No witam
W koncu doatrłam
Młoda śpi. Osttani zastrzyk przyjęty, kataru ani śladu, kaszelek aby aby, jutro do kontroli. Trzymajcie kciuki.
Ja zdecydowanie lepiej, kaszel jeszcze okropniasty, ale ogólnie czuję sie bardzo dobrze. tylko nei iwem skąd te poty? Mały wysiłek, czy chośby atak kaszlu i mokra jak ściera na plecach
Wiki przykro mi . Dziś u nas słyszłąm jak szaleją na motorach, oj sporo ich było, a chwilę późneij kilka karetek za nimi gnało-jak mówię dawcy organów.
Nie mam nic przeciwko jak sie ścigająi wygłupiają na pustych drogach, gdzieś, gdzei nie ś azagrożeniem dla innych- no ich zycie i pasja. Ale jak sfora takich puści się środkiem miasta w środku dnia, zabije siebei i kogoś innego-no w cale mi ich nie żal
Dowikla cieszę się, że pomysł przypasił. Ja robię jeszcze trochę inaczej.
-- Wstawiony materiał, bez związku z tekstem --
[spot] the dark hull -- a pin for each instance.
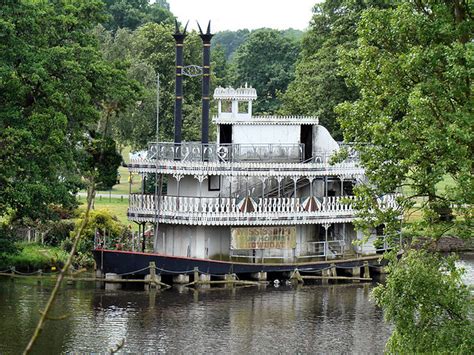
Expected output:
(136, 263)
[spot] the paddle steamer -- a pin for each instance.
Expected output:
(264, 197)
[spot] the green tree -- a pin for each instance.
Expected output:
(413, 121)
(429, 305)
(319, 86)
(54, 85)
(149, 50)
(133, 13)
(266, 61)
(230, 41)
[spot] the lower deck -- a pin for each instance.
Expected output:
(282, 244)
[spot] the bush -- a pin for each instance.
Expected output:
(7, 246)
(426, 300)
(58, 231)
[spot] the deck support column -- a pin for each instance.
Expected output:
(326, 249)
(259, 276)
(366, 269)
(181, 279)
(355, 272)
(153, 279)
(113, 284)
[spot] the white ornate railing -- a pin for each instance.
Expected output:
(318, 168)
(212, 152)
(229, 211)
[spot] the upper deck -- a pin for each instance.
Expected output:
(241, 159)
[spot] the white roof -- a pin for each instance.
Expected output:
(241, 94)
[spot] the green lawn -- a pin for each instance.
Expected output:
(116, 206)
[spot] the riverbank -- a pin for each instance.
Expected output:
(32, 257)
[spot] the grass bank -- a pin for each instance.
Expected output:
(31, 257)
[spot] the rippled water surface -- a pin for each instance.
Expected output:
(309, 319)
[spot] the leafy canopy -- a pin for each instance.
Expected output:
(426, 300)
(54, 85)
(266, 61)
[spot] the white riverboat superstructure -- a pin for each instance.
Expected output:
(265, 191)
(267, 181)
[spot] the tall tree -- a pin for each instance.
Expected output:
(133, 13)
(54, 86)
(413, 127)
(230, 41)
(319, 86)
(146, 52)
(413, 121)
(266, 60)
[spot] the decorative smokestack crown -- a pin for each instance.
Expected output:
(178, 105)
(206, 79)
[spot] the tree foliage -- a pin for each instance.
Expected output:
(319, 86)
(230, 41)
(54, 85)
(426, 300)
(412, 123)
(133, 13)
(266, 61)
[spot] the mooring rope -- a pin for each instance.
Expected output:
(25, 273)
(175, 272)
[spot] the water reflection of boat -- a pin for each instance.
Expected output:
(263, 197)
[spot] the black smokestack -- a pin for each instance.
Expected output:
(178, 105)
(206, 78)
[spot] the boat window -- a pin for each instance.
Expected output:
(214, 183)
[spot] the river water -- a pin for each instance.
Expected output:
(310, 319)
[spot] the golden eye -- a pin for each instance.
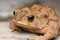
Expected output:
(31, 18)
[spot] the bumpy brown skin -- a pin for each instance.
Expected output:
(45, 21)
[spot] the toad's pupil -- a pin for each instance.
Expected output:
(30, 18)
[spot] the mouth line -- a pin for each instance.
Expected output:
(26, 25)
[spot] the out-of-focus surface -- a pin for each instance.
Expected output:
(6, 13)
(6, 34)
(7, 6)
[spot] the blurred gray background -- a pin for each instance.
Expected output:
(7, 6)
(6, 13)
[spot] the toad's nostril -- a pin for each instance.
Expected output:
(30, 18)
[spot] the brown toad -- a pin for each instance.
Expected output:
(37, 19)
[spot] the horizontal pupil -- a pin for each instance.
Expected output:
(30, 18)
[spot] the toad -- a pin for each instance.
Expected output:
(36, 19)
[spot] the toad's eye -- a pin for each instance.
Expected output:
(30, 18)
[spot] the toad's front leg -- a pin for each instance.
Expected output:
(47, 36)
(50, 32)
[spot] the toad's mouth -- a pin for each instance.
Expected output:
(26, 25)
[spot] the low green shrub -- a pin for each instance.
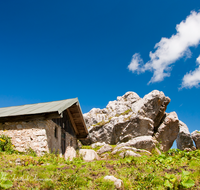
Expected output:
(6, 144)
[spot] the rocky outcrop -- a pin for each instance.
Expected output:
(196, 138)
(152, 106)
(168, 131)
(142, 142)
(131, 118)
(126, 118)
(184, 140)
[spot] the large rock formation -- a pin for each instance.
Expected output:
(131, 117)
(168, 131)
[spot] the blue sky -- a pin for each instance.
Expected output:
(54, 50)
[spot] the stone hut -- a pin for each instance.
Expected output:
(44, 127)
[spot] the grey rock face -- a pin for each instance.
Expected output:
(196, 137)
(142, 142)
(168, 131)
(126, 118)
(184, 140)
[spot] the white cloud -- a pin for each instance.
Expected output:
(169, 50)
(135, 62)
(193, 77)
(198, 60)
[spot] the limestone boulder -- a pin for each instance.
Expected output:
(168, 131)
(126, 118)
(143, 142)
(196, 137)
(122, 129)
(114, 108)
(184, 140)
(88, 154)
(153, 106)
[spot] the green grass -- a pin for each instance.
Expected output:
(171, 170)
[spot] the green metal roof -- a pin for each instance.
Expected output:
(39, 108)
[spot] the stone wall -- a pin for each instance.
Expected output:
(38, 135)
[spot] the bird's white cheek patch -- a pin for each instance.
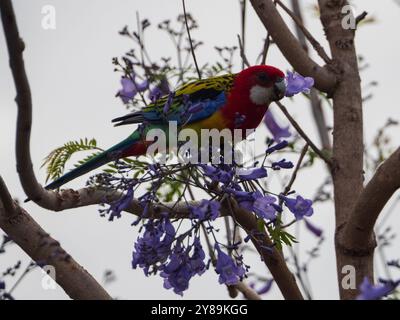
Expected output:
(259, 95)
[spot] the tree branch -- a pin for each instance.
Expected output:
(43, 249)
(299, 24)
(315, 101)
(325, 80)
(358, 231)
(300, 131)
(273, 259)
(15, 47)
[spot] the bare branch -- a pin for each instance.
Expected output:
(247, 292)
(190, 41)
(15, 47)
(242, 53)
(304, 135)
(315, 101)
(325, 80)
(8, 202)
(43, 249)
(358, 231)
(316, 45)
(273, 259)
(296, 169)
(348, 146)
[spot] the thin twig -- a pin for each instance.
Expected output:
(296, 169)
(315, 44)
(361, 17)
(6, 199)
(242, 54)
(190, 40)
(304, 135)
(243, 29)
(267, 44)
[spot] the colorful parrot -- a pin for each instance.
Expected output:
(216, 103)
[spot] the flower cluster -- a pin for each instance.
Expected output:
(368, 291)
(171, 247)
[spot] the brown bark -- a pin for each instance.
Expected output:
(290, 46)
(347, 140)
(41, 247)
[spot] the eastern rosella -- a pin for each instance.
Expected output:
(216, 103)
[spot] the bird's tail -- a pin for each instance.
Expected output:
(117, 151)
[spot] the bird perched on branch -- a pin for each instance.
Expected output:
(231, 101)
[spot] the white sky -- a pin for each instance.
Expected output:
(73, 87)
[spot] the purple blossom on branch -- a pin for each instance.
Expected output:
(313, 228)
(282, 164)
(300, 207)
(206, 210)
(155, 244)
(253, 174)
(229, 272)
(369, 291)
(266, 287)
(120, 205)
(276, 130)
(297, 84)
(217, 174)
(279, 146)
(263, 207)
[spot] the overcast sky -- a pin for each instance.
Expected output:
(73, 89)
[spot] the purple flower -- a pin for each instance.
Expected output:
(196, 261)
(394, 263)
(282, 164)
(297, 84)
(265, 288)
(300, 207)
(217, 174)
(313, 229)
(120, 205)
(130, 88)
(279, 146)
(368, 291)
(239, 119)
(253, 174)
(206, 210)
(277, 131)
(155, 244)
(245, 199)
(169, 102)
(263, 207)
(229, 272)
(177, 272)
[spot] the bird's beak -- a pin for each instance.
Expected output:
(279, 89)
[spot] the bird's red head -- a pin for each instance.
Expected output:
(253, 90)
(264, 84)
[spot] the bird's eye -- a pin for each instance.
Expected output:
(263, 78)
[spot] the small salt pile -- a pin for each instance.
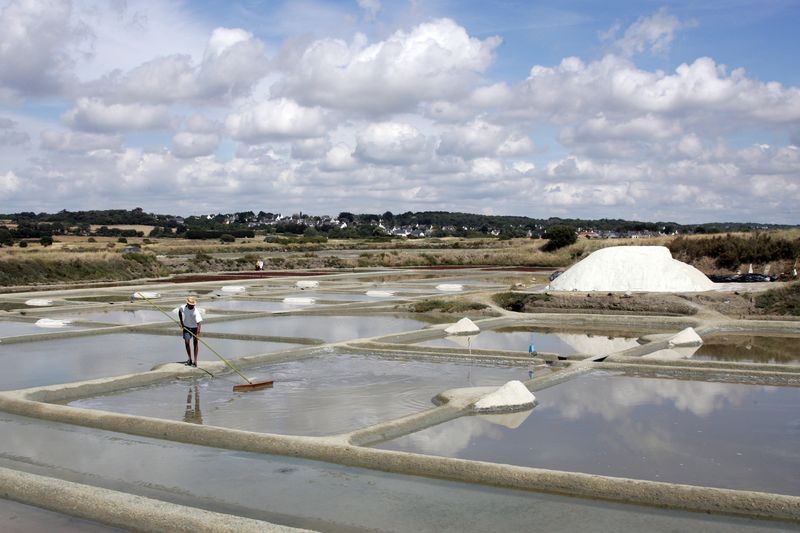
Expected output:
(511, 396)
(145, 295)
(465, 326)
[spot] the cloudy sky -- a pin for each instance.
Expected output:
(680, 110)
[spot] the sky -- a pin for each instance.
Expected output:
(681, 111)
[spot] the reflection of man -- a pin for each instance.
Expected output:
(190, 318)
(193, 414)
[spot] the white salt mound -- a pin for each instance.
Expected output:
(465, 326)
(380, 294)
(233, 288)
(687, 337)
(144, 295)
(52, 323)
(632, 268)
(512, 395)
(39, 302)
(298, 301)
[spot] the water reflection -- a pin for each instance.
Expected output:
(751, 348)
(715, 434)
(192, 412)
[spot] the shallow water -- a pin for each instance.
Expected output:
(750, 349)
(247, 305)
(318, 396)
(327, 328)
(12, 329)
(515, 339)
(32, 364)
(712, 434)
(314, 494)
(117, 316)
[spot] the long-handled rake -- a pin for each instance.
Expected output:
(244, 387)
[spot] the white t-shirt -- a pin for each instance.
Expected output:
(191, 317)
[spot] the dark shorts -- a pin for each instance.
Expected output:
(189, 336)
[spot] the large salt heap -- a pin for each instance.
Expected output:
(632, 268)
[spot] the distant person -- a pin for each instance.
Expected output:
(190, 318)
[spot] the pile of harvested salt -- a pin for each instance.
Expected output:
(632, 268)
(511, 396)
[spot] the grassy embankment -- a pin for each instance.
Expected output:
(43, 266)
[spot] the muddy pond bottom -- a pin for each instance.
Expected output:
(698, 433)
(327, 394)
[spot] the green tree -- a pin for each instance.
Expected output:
(559, 236)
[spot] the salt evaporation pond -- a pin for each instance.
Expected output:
(247, 305)
(699, 433)
(316, 396)
(328, 328)
(118, 316)
(519, 339)
(12, 329)
(33, 364)
(750, 349)
(314, 494)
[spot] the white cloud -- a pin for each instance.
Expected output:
(234, 60)
(10, 135)
(390, 143)
(9, 183)
(371, 7)
(339, 157)
(654, 33)
(696, 92)
(434, 61)
(480, 138)
(77, 142)
(275, 119)
(96, 115)
(187, 144)
(310, 148)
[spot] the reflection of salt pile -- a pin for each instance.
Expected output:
(632, 268)
(144, 295)
(39, 302)
(511, 396)
(52, 323)
(298, 301)
(233, 288)
(680, 346)
(465, 326)
(596, 345)
(380, 294)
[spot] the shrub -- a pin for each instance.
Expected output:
(559, 236)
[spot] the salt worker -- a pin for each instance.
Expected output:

Ustalam ile tych plusów ma być uzbierane ( u mojej to 7, bo wiecej by jej cierpliowści brakło, hehe). I za kazdy dobry cos tam , np sama posprzata zabawki, a nie chciało jej sie; wypije obrzydliwy syrop; bedzie grzeczna w supermarkecie( czytaj-nie biega i nie bawi ssie w chowanego
) itd. Jak z jednej str lodówki wszystkie punkciki powędrują na druga stronę to ma cos tam, no zalezy co wylosuje sobie. A zeby bardziej trafiało, to każdego zwierzaczka n atej lodówce sama przesuwa , alb odbiera jak cos przeskrobała.
Ale każda ma swój sposób i najlepiej zna swoje dziecko i wie co pomoże. Trzymam kciukasy.
Kobieto, nie wiesz co mówisz, hehehehehhe. Ale dużo by opowiadać, innym razem hihihihi
Eliza ale my sie chyba nie znamy-witaj. I zdradź jak zrobiłaś pokaz slajdów ???
Pati po karton leć do spożywczaka, bo na poczcie drogo mają, i to bardzo jak na moje , kup taśmę szeroką, wyładuj w środku gazetami czy czymś. Kurier Ci tego kochana nie zapakuje.
Natali gratki ogromne, wracajcie szybciutko zdrowiuśkie i pełne sił do nas!!!
Kołtunek-witaj, alez masz sympaciornego Nicka-bomba:-)
Kamcia ogólnie pytałam, bo ogólnie pisałaś, że cos nie ciekawie u Ciebie, że chęci, siły nie masz. No zdrowiej, trzym sie.
hehehehehehhe, jak ja bym tak teściowej swojej rzekła
no ciężko mi sobei nawet wyobrazić jej reakcję, wole nie myśleć
Ale masz kochana grilla pizduś glancuś, ja nie mogę,
aż żal go zakopcić. Lśni jak srebro, hehe, dziewczęta rosną jak na drożdżach, a łosi anie wizę, za to zazdroszczę takiej okolicy...łaczki, laski... no ale znasz mnie, co nie?
Spadam dziewczyny, rano wstać do przychodni się dodzwonić , mała umówić...w poniedziałek ciężko będzie.Dobranoc.